“The person who says it cannot be done should not interrupt the person doing it.”
– Chinese Proverb
It’s striking, isn’t it – the juxtaposition of the Center for the Advancement of Teaching’s recommendation that we keep using the Carnegie Unit (CU) because we don’t really have anything better, and Scott Marion’s incredible post describing a new, interlocking system that better defines student learning goals and targets, teacher goals and outcomes, and assessments that promise a more meaningful measure of learning. The contrasts could not be clearer: one is a system to engage students deeply in learning in a competency-based environment where schools claim responsibility for ensuring that students learn, compared to the less than meaningful Carnegie Unit, in which we only promise exposure to a topic, thereby leaving students to sit through one more lecture in a traditional classroom setting.
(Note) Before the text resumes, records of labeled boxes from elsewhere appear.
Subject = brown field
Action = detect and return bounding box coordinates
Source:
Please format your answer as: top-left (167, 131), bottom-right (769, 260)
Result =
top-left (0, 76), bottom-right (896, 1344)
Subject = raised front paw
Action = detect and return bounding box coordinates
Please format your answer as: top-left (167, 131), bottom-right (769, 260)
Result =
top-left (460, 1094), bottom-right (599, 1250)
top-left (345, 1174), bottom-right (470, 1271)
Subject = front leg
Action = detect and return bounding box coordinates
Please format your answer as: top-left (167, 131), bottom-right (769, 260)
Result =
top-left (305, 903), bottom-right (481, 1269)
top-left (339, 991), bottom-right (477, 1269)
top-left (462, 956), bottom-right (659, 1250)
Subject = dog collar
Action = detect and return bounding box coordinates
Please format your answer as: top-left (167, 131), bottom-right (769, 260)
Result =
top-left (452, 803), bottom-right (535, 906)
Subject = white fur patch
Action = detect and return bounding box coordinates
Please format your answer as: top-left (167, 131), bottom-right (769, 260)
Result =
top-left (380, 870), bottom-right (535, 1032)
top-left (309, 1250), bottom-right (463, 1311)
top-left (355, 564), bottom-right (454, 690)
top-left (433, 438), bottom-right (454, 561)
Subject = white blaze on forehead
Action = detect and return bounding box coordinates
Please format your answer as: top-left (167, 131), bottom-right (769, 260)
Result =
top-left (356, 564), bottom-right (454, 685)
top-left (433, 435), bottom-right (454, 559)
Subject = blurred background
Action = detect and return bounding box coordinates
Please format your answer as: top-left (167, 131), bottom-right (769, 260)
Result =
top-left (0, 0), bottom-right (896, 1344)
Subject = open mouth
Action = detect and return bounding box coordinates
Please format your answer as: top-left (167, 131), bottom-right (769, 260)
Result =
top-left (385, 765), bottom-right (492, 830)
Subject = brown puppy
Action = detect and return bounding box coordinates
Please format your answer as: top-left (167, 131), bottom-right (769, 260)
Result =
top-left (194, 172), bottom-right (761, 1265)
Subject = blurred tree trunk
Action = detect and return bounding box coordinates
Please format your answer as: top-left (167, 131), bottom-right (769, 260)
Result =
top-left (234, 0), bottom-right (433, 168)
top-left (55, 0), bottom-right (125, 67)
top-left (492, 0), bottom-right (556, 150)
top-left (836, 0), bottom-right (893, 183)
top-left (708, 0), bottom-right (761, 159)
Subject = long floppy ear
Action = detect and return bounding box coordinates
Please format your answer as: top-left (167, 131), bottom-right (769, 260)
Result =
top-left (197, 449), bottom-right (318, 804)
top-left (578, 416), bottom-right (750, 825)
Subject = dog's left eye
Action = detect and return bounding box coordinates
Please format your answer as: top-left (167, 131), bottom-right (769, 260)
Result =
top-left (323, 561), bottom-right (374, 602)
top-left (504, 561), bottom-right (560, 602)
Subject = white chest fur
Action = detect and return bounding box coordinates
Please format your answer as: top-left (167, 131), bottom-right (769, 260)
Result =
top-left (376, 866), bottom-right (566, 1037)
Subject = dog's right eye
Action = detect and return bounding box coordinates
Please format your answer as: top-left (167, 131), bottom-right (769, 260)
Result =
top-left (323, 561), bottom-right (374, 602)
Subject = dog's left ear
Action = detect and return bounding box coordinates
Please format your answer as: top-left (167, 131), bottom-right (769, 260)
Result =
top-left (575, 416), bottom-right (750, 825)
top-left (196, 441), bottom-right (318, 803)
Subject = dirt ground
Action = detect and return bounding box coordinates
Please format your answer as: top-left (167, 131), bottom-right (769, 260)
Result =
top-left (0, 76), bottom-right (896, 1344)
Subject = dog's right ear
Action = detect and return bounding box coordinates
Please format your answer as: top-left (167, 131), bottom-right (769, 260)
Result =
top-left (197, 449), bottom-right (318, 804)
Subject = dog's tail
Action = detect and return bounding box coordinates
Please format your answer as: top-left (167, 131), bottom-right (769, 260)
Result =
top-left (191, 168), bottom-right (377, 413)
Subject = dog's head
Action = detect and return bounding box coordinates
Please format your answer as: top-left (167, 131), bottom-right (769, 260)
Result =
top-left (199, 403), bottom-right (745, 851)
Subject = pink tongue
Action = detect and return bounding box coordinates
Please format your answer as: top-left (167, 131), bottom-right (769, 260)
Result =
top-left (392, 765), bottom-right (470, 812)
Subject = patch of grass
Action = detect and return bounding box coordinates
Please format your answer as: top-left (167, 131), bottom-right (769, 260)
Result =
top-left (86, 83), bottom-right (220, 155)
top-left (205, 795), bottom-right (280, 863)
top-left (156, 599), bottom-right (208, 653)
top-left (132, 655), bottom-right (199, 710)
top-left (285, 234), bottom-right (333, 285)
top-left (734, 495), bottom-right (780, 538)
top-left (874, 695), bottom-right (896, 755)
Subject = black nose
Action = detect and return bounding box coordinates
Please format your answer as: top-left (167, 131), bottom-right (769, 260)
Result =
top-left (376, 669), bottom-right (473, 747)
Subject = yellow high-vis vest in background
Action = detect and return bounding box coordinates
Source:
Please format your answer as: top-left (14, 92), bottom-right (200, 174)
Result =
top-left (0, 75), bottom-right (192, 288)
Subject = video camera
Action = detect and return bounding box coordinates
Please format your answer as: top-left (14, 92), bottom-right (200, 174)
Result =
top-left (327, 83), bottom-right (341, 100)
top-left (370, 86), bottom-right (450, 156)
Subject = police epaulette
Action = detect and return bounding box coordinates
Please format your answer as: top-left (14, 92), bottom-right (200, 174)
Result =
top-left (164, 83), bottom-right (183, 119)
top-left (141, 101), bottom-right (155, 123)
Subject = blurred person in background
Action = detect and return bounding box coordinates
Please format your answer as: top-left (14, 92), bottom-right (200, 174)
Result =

Across our country, educators are coming to the conclusion that we can’t wait for think tanks or federal policymakers to lead the way to a personalized system. Instead they are creating a new personalized system of education piece by piece. (You can read all about leading states, districts, and schools here at CompetencyWorks.)
No one expects any one organization to come up with all the answers, but certainly the Center for the Advancement of Teaching (CFAT) could have offered something more in their report than telling us what we already know – that the CU is rarely a barrier, with the exception of financial aid and getting the full benefit from online learning, but neither is it a valuable unit of learning. Thus, it allows the standardized system to continue to operate with lower quality than our students deserve and contributing to the inequity that plagues the standardized education system. The report by CFAT was a major disappointment at a time when our country needs leadership and creativity about how we can proceed in re-engineering the standardized system into a personalized one in which students are at the core.
There are three major problems with the paper in regard to the K12 public education system. (more…)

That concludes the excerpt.